Оуэн схватил полный до краев стакан с пивом, который, как он знал, стоит на прикроватном столике. Из него не было сделано ни единого глотка. Жадно глотая, он в ужасе смотрел на окно, дрожа от сочувствия к бедному кипарису, даже сейчас взбирающемуся на скалу, чтобы не опоздать на встречу в Самарре[1]. Неизбежно сверкнула молния...
Значит, сейчас он еще вообще не разговаривал с доктором Краффтом о путешествиях во времени. Этого еще не произошло! Как Оуэн мог доказать, что часы — машина времени? Видимо, она воздействовала лишь на него одного. Не только ей не мог воспользоваться никто другой, но и у самого Оуэна не получилось бы показать результат действия этих часов, автоматически не стерев последние воспоминания Краффта.
В отчаянии Оуэн осушил стакан с пивом, отбросил его в сторону, выключил ночник и притворился свернувшимся гастроподом, закопавшись под одеяло и ни о чем не думая. Он не смел думать. Если бы он увидел, как чертов кипарис получает еще один удар молнией, то, наверное, спрыгнул бы со скалы следом за ним. Все казалось совершенно невозможным, очевидно, каким-то необъяснимым образом он напился, обезумел и грезил наяву. Оуэн полностью выключил сознание.
И через долгое, долгое время, наконец, заснул.

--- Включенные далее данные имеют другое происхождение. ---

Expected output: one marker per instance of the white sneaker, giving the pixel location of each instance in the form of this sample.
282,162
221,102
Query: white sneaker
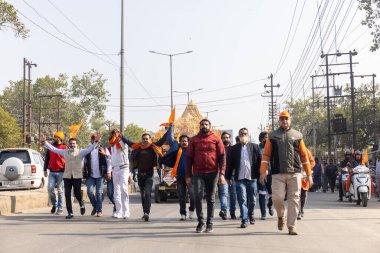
118,216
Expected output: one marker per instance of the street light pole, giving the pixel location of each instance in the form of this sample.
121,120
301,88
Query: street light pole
171,71
188,93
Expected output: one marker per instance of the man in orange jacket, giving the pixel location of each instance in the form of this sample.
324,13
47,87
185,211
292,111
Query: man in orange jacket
287,154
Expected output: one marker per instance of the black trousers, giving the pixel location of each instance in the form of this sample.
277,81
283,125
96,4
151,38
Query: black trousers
145,182
205,182
69,184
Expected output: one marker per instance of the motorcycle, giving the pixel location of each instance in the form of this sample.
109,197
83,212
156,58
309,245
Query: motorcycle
360,188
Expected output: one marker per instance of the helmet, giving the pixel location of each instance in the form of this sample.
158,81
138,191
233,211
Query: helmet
60,135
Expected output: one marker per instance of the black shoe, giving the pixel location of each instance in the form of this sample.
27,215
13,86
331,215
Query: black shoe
200,228
209,228
70,216
82,209
223,215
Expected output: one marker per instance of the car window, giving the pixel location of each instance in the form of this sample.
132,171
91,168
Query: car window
36,158
23,155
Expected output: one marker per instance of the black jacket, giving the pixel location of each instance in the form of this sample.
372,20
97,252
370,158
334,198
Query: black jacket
234,160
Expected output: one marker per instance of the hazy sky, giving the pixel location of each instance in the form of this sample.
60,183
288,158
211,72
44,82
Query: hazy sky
236,45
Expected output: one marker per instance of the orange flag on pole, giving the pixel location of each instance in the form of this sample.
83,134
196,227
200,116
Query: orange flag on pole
171,118
74,129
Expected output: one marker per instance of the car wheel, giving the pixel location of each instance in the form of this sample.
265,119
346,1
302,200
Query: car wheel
12,168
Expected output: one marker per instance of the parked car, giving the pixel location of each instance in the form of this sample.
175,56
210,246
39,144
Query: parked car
21,168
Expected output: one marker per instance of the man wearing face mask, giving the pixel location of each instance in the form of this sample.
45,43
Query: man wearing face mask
145,156
205,165
56,164
267,187
176,158
244,162
287,155
227,189
73,173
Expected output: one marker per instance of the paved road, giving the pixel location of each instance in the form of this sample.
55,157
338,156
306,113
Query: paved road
328,226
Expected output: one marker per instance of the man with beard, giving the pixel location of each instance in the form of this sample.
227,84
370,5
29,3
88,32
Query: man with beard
287,155
73,173
145,156
205,165
56,164
227,189
267,187
244,163
175,158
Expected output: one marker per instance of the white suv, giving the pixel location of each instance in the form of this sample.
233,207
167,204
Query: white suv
21,168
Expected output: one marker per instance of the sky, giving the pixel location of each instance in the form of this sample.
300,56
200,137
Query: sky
235,46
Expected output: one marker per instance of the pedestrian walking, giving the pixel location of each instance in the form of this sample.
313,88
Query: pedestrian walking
227,190
244,162
287,155
175,158
56,165
265,189
205,166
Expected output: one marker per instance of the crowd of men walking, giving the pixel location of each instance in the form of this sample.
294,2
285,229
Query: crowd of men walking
278,169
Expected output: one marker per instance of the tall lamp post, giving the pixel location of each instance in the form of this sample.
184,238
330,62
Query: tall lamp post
188,93
171,73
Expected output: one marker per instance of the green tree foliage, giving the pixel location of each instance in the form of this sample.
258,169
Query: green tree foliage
372,10
9,19
367,123
74,106
10,132
133,132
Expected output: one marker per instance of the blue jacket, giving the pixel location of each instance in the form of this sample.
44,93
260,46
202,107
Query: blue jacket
170,157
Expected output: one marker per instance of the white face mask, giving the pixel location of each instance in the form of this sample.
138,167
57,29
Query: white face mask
243,139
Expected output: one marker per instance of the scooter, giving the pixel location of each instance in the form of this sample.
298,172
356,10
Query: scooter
360,188
344,180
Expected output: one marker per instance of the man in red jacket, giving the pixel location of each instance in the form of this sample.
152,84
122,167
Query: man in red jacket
56,164
205,166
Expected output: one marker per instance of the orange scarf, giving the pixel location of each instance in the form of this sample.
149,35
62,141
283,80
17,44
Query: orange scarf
151,144
114,140
175,168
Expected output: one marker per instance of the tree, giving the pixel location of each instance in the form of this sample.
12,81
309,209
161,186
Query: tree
133,132
372,10
10,132
9,19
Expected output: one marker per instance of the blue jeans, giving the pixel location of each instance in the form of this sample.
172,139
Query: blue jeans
223,195
263,189
56,180
96,202
246,193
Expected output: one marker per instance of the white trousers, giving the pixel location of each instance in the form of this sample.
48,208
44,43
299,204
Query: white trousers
120,194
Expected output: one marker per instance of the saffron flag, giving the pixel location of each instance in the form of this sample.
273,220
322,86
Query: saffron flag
171,118
74,129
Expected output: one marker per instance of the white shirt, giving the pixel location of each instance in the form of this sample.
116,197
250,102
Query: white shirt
95,173
245,164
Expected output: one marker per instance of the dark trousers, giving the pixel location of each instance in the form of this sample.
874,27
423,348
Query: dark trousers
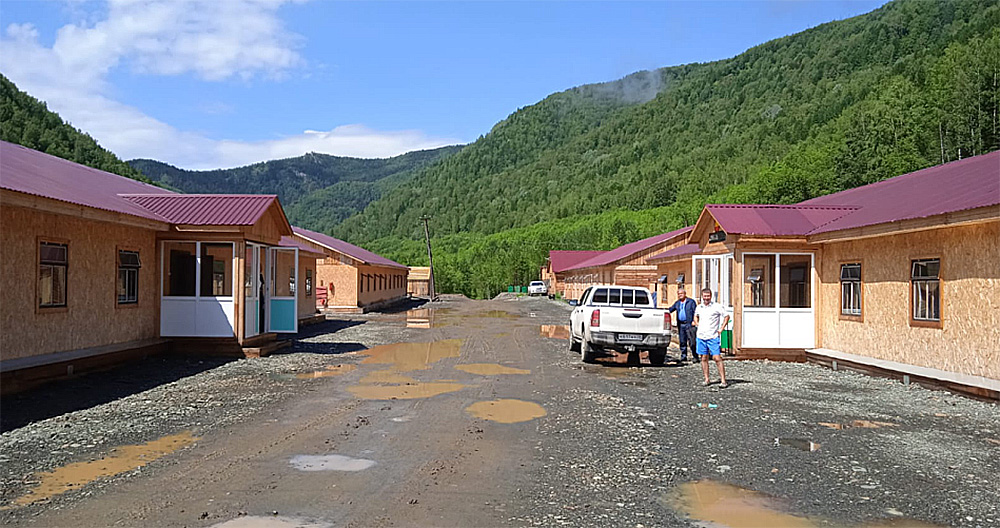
685,336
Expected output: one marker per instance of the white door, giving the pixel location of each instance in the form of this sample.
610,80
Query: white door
778,300
253,294
282,290
196,289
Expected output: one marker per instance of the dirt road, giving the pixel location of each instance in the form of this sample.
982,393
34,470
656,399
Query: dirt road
476,414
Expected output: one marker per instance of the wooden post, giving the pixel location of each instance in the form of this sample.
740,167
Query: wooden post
430,258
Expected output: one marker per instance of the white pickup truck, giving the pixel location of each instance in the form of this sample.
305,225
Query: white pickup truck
619,318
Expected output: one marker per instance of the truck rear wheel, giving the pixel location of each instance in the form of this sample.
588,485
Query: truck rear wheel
657,357
587,354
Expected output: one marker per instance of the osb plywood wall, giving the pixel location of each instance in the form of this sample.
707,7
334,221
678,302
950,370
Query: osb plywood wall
92,316
307,300
340,280
968,341
385,283
667,293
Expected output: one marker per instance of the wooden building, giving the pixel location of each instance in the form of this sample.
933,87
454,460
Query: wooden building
96,267
627,265
356,279
901,277
553,273
418,281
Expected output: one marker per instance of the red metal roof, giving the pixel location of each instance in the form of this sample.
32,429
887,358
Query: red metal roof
350,250
39,174
289,242
686,249
563,260
774,220
206,209
957,186
629,249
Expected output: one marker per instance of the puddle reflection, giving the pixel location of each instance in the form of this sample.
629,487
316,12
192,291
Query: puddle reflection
410,391
329,463
506,411
406,357
489,369
554,331
330,370
257,521
121,459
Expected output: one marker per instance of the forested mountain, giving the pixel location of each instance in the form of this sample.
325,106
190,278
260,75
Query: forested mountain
316,190
909,85
27,121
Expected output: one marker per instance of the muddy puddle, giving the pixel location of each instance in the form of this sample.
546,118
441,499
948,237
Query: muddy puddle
391,384
441,317
862,424
722,504
711,503
410,391
259,521
329,463
329,371
120,460
407,357
490,369
506,411
554,331
801,444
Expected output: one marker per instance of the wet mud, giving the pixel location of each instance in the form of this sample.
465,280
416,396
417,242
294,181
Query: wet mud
506,411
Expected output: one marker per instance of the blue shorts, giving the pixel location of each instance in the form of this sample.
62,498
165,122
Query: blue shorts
710,346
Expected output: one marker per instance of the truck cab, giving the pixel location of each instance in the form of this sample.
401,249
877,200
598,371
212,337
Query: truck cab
619,318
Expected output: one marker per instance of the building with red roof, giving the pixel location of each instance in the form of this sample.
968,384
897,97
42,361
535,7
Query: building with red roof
627,265
355,279
99,266
900,276
553,273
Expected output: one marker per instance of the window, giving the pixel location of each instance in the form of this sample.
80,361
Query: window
924,275
53,260
759,282
628,297
601,295
615,296
850,289
128,277
641,298
795,283
217,269
181,268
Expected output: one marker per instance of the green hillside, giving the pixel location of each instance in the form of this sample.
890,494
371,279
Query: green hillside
316,190
909,85
27,121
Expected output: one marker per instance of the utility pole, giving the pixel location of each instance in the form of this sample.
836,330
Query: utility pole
430,258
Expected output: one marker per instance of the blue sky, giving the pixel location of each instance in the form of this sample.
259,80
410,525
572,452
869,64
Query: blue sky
209,84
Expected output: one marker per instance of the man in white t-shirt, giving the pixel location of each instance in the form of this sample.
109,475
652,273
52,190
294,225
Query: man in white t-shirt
711,319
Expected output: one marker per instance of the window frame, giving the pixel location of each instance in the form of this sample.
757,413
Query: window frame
118,269
859,317
926,323
50,308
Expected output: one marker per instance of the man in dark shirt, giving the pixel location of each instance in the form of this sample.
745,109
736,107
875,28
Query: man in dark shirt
685,316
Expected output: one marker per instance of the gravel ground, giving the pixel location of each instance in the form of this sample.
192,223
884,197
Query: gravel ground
94,413
615,445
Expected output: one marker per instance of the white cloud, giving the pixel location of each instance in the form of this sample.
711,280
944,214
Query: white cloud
210,39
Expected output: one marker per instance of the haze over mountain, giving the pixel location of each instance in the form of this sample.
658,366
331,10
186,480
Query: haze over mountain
909,85
317,191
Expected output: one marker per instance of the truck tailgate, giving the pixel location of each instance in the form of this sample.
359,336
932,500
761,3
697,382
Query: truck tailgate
632,320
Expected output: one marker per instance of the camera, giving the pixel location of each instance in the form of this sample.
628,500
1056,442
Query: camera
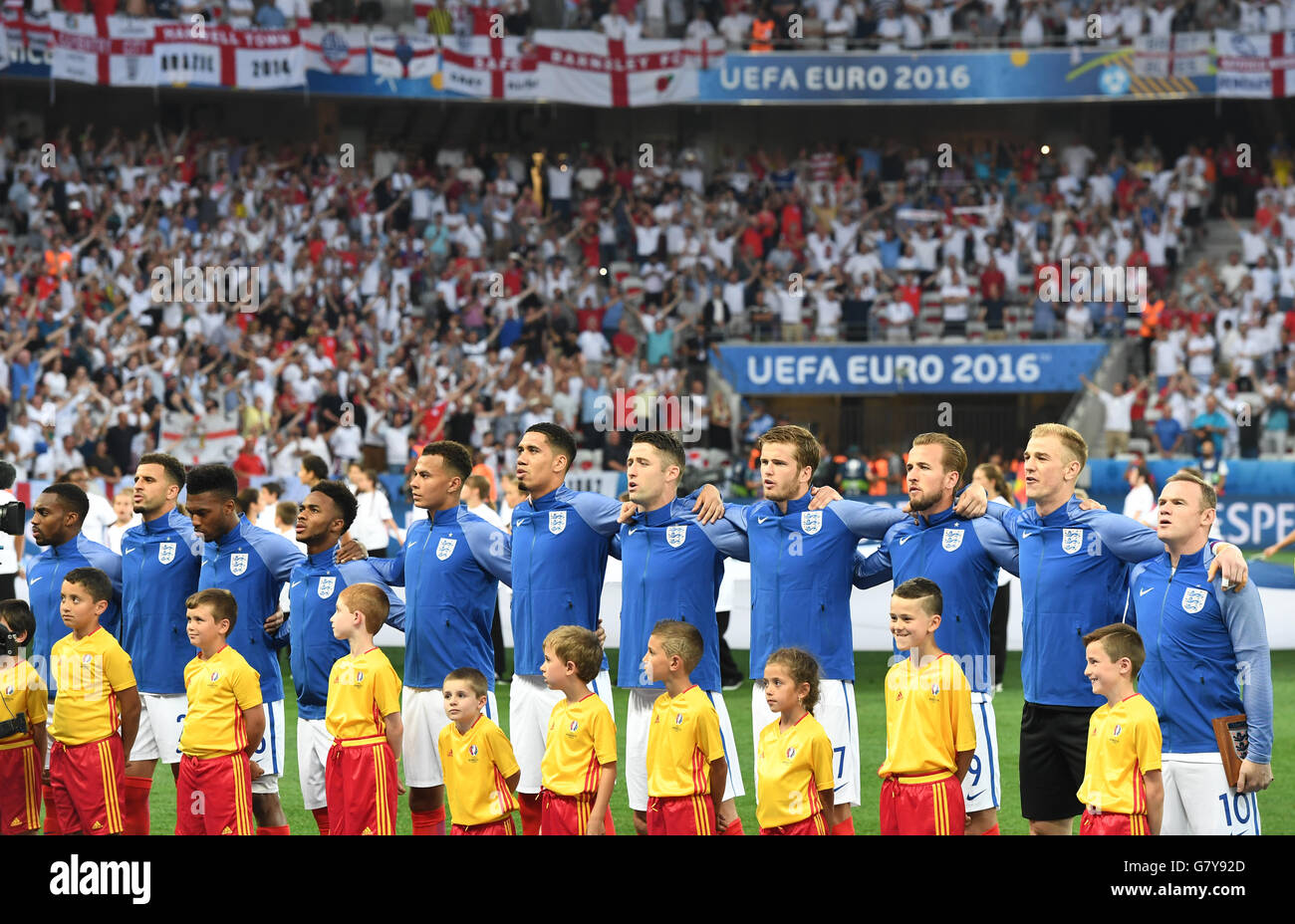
9,646
13,518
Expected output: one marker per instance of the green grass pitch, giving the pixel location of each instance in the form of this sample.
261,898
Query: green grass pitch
1277,804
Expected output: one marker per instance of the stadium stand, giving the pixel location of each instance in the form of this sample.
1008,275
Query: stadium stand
460,294
832,25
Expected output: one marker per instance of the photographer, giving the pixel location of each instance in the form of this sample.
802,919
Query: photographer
11,547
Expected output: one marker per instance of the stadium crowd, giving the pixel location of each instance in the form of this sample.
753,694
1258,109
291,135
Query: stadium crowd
469,294
884,25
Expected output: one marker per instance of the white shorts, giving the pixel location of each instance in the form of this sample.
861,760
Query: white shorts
1199,802
312,747
840,718
982,787
530,704
270,752
160,720
422,711
638,724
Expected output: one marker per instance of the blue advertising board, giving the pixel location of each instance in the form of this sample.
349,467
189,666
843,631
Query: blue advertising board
944,77
856,369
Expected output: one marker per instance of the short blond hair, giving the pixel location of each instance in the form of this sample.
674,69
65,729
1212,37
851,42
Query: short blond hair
471,677
1071,440
1119,639
368,599
680,638
803,443
579,646
953,457
1208,496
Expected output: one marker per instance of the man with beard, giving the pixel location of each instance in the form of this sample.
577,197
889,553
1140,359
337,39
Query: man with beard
561,540
325,515
802,561
253,565
160,560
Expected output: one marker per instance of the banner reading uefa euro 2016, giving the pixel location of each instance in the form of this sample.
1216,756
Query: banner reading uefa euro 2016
885,369
590,69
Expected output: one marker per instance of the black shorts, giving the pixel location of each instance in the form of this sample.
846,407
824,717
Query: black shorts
1053,748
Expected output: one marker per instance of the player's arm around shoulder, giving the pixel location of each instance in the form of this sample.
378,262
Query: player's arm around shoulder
387,698
998,544
824,777
1126,539
867,521
1149,743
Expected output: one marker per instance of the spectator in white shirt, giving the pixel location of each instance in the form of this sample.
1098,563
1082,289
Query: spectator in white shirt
1140,504
297,13
102,514
374,521
124,506
1119,419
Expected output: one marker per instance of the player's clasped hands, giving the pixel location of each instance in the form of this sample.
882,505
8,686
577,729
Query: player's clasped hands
1254,777
1228,558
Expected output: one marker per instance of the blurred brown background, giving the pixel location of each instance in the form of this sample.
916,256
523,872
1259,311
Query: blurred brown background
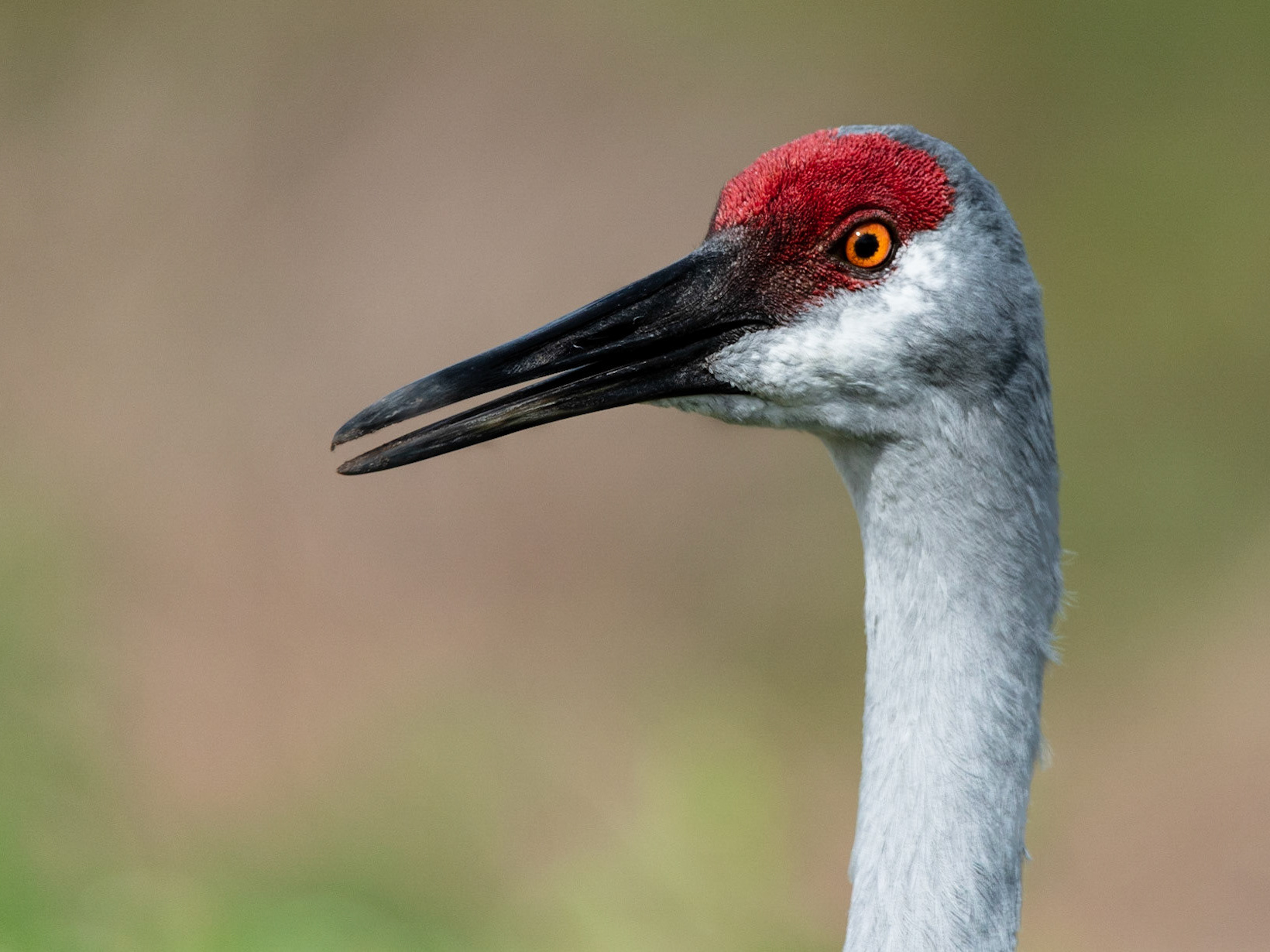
595,686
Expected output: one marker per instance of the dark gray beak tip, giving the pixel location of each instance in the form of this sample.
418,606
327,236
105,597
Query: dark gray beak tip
648,341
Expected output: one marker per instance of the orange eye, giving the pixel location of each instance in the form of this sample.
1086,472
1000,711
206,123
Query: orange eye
869,245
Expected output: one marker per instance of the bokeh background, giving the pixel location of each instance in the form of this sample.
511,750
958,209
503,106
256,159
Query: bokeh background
596,686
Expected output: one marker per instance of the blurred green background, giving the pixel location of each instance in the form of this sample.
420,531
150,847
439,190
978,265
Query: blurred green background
596,686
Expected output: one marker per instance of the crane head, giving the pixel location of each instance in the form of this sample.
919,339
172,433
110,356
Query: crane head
847,277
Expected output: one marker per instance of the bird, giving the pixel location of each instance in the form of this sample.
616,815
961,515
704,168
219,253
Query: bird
867,286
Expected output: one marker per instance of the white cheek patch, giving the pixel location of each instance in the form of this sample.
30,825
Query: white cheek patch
849,345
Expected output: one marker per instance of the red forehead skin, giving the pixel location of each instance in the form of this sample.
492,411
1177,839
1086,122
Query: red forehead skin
793,200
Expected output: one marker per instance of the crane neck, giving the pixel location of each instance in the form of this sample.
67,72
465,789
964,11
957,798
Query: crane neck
960,546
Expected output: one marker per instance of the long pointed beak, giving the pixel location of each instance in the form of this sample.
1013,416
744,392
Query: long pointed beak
649,341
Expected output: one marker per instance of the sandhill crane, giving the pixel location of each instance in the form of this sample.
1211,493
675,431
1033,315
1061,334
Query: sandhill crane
865,285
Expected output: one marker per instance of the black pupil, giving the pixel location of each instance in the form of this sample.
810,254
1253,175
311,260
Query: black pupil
867,245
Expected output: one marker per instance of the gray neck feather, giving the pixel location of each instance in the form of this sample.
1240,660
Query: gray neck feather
960,541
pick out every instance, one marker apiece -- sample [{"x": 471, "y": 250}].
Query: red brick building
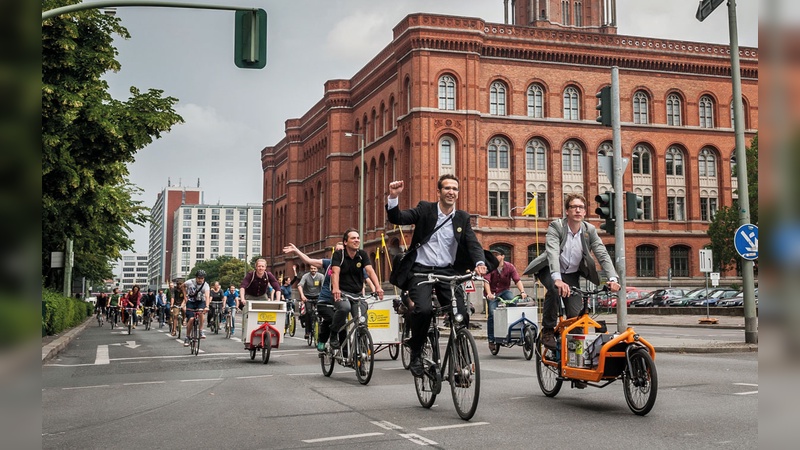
[{"x": 510, "y": 110}]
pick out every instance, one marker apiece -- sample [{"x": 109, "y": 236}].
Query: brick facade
[{"x": 311, "y": 176}]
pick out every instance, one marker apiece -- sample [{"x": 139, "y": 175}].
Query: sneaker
[
  {"x": 548, "y": 339},
  {"x": 415, "y": 366}
]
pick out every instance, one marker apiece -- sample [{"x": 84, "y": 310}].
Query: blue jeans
[{"x": 505, "y": 295}]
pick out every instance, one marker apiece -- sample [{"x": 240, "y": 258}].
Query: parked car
[
  {"x": 660, "y": 296},
  {"x": 714, "y": 297}
]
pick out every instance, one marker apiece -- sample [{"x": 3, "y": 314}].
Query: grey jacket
[{"x": 555, "y": 240}]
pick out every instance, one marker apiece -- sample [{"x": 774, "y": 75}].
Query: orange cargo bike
[{"x": 587, "y": 355}]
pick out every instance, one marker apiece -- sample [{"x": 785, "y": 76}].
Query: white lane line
[
  {"x": 85, "y": 387},
  {"x": 417, "y": 439},
  {"x": 387, "y": 425},
  {"x": 340, "y": 438},
  {"x": 254, "y": 376},
  {"x": 102, "y": 355},
  {"x": 201, "y": 379},
  {"x": 460, "y": 425}
]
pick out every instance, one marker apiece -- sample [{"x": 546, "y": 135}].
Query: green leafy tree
[
  {"x": 726, "y": 221},
  {"x": 88, "y": 138}
]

Ему приснился странный сон.
Во сне Оуэн был рыбой, бездельничающей в водах тропического моря. Высоко над ним проплывала тень корабля, странно напоминающая гигантский деревянный башмак. Из тени тянулись вниз длинные стержни, медленно изучающие дно моря, как телескопы. Оуэн подплыл к одному из них. Вода текла через его жабры, напоминая об удивительном, необъяснимом напитке времени, который он испил из голубых эмалевых часов, будучи человеком. Казалось, это произошло давным-давно.
Пошевеливая плавниками, Оуэн опустился под ближайший стержень и подплыл ближе, вглядываясь в то, что могло быть линзой. Он смотрел прямо в большой, внимательный, странный голубой глаз...
Оуэн проснулся.
Голубой глаз оказался квадратом ясного голубого неба в окне. Оуэн лежал, глядя на него и не желая принять темноту реального мира. Он все еще не отошел от сна и слабо махал руками, пытаясь плавно выплыть из кровати. Но вскоре понял, что больше не является рыбой. Он был Питером Оуэном, с ужасными проблемами и темным будущим.
Он сел и заранее начал бояться предстоящего дня. Жизнь в качестве секретаря дяди Эдмунда мало чем могла похвастать, особенно сейчас, когда все надежды выхлопотать роль леди Пантагрюэль для Клэр были мертвы. Дядя Эдмунд находился в худших из возможных отношений со всеми, кого встречал, причем сам к этому и стремился! Он даже пытался то и дело поссориться с миролюбивым доктором Краффтом, впрочем, так ничего и не добившись. Со всеми остальными он постоянно и с радостью ругался, и одной из самых сложных обязанностей его секретаря было улаживание этих конфликтов до такой степени, чтобы сохранить С. Эдмунду Штамму жизнь. На тот момент дядя Эдмунд состоял в смертельной вражде с начальником полиции Лас Ондаса и с местным мусорщиком. И всему этому дядя Эдмунд уделял искреннее внимание.
Это делало жизнь посредника между дядей Эдмундом и всем остальным человечеством очень сложной. Но уже завтра Питер Оуэн перестанет им быть. Возможно, умрет, — потому что уйти от дяди Эдмунда было все равно, что пригласить к себе домой молнию, — но смерть это еще не худший конец.
С НЕСЧАСТНЫМ ВИДОМ Оуэн посмотрел в окно. Скала успокаивала тем, что на ней не было кипариса, и это слегка улучшило настроение племянника.
— Что за сон, — пробормотал он.
Потому что это должен был быть сон, — скорее два сна, один с пивом и кипарисом, а второй с рыбой и кораблем. В каком-то еще были часы или нет? Оуэн глянул на прикроватный столик. Только электрические часы.
Ах, это сон, — подумал он. — Ясный, но все же сон.
Он говорил это себе, — не сильно веря в свои слова, — спускаясь на завтрак на нижний этаж.
— Необязательно было так торопиться, — оторвавшись от овсяной каши, сказал дядя Эдмунд с едкой улыбкой.
— Дядя Эдмунд, — сделав глубокий вдох, начал Оуэн. — Дядя Эдмунд, заткнитесь! Я от вас ухожу.